Service integration patterns - AWS Step Functions

Service integration patterns

AWS Step Functions integrates with services directly in the Amazon States Language. You can control these AWS services using three service integration patterns:

  • Call a service and let Step Functions progress to the next state immediately after it gets an HTTP response.

  • Call a service and have Step Functions wait for a job to complete.

  • Call a service with a task token and have Step Functions wait until that token is returned with a payload.

Each of these service integration patterns is controlled by how you create a URI in the "Resource" field of your task definition.

For information about configuring AWS Identity and Access Management (IAM) for integrated services, see IAM Policies for integrated services.

Request Response

When you specify a service in the "Resource" string of your task state, and you only provide the resource, Step Functions will wait for an HTTP response and then progress to the next state. Step Functions will not wait for a job to complete.

The following example shows how you can publish an Amazon SNS topic.

"Send message to SNS":{ "Type":"Task", "Resource":"arn:aws:states:::sns:publish", "Parameters":{ "TopicArn":"arn:aws:sns:us-east-1:123456789012:myTopic", "Message":"Hello from Step Functions!" }, "Next":"NEXT_STATE" }

This example references the Publish API of Amazon SNS. The workflow progresses to the next state after calling the Publish API.

Tip

To deploy a sample workflow that uses the Request Response service integration pattern to your AWS account, see Module 2 - Request Response of The AWS Step Functions Workshop.

Run a Job (.sync)

For integrated services such as AWS Batch and Amazon ECS, Step Functions can wait for a request to complete before progressing to the next state. To have Step Functions wait, specify the "Resource" field in your task state definition with the .sync suffix appended after the resource URI.

For example, when submitting an AWS Batch job, use the "Resource" field in the state machine definition as shown in this example.

"Manage Batch task": { "Type": "Task", "Resource": "arn:aws:states:::batch:submitJob.sync", "Parameters": { "JobDefinition": "arn:aws:batch:us-east-2:123456789012:job-definition/testJobDefinition", "JobName": "testJob", "JobQueue": "arn:aws:batch:us-east-2:123456789012:job-queue/testQueue" }, "Next": "NEXT_STATE" }

Having the .sync portion appended to the resource Amazon Resource Name (ARN) means that Step Functions waits for the job to complete. After calling AWS Batch submitJob, the workflow pauses. When the job is complete, Step Functions progresses to the next state. For more information, see the AWS Batch sample project: Manage a batch job (AWS Batch, Amazon SNS).

If a task using this (.sync) service integration pattern is aborted, and Step Functions is unable to cancel the task, you might incur additional charges from the integrated service. A task can be aborted if:

  • The state machine execution is stopped.
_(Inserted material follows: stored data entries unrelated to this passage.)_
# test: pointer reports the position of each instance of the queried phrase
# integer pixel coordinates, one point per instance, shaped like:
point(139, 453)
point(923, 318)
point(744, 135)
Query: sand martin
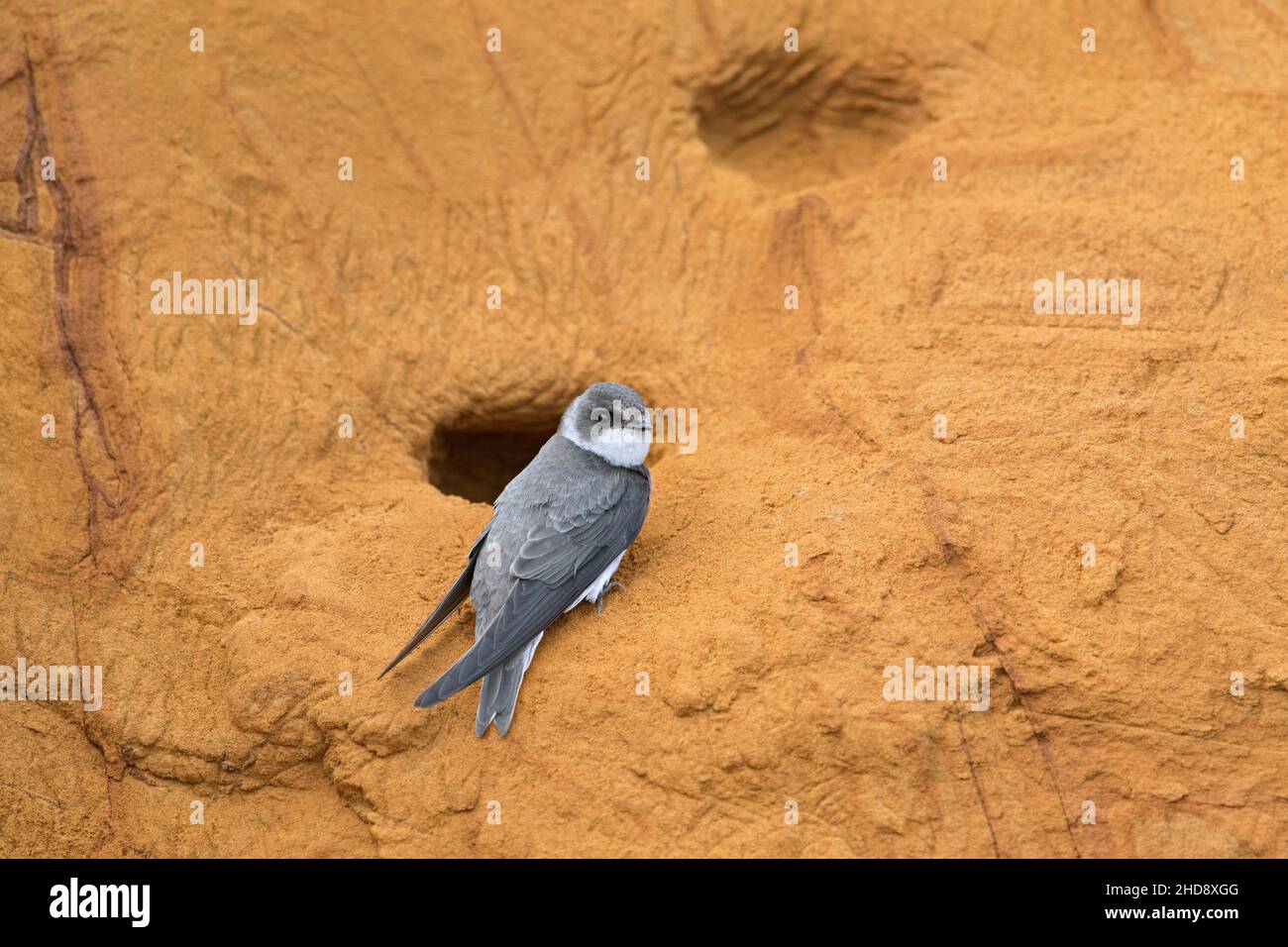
point(557, 536)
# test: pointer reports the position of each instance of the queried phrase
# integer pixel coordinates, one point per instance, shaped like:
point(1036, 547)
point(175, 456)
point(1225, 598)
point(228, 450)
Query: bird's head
point(610, 421)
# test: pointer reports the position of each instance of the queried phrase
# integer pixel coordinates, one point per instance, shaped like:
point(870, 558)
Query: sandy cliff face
point(816, 438)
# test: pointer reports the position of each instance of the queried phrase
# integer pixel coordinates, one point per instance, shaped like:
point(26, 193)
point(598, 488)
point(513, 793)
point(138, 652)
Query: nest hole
point(477, 459)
  • A different branch of a Parallel state fails with an uncaught error.

  • An iteration of a Map state fails with an uncaught error.

Step Functions will make a best-effort attempt to cancel the task. For example, if a Step Functions states:startExecution.sync task is aborted, it will call the Step Functions StopExecution API action. However, it is possible that Step Functions will be unable to cancel the task. Reasons for this include, but are not limited to:

  • Your IAM execution role lacks permission to make the corresponding API call.

  • A temporary service outage occurred.

When you use the .sync service integration pattern, Step Functions uses polling that consumes your assigned quota and events to monitor a job's status. For .sync invocations within the same account, Step Functions uses EventBridge events and polls the APIs that you specify in the Task state. For cross-account .sync invocations, Step Functions only uses polling. For example, for states:StartExecution.sync, Step Functions performs polling on the DescribeExecution API and uses your assigned quota.

Tip

To deploy a sample workflow that uses the Run a Job (.sync) service integration pattern to your AWS account, see Module 3 - Run a Job (.sync) of The AWS Step Functions Workshop.

To see a list of what integrated services support waiting for a job to complete (.sync), see Optimized integrations for Step Functions.

Note

Service integrations that use the .sync pattern require additional IAM permissions. For more information, see IAM Policies for integrated services.

In some cases, you may want Step Functions to continue your workflow before the job is fully complete. You can achieve this in the same way as when using the Wait for a Callback with the Task Token service integration pattern. To do this, pass a task token to your job, then return it using a SendTaskSuccess or SendTaskFailure API call. Step Functions will use the data you provide in that call to complete the task, stop monitoring the job, and continue the workflow.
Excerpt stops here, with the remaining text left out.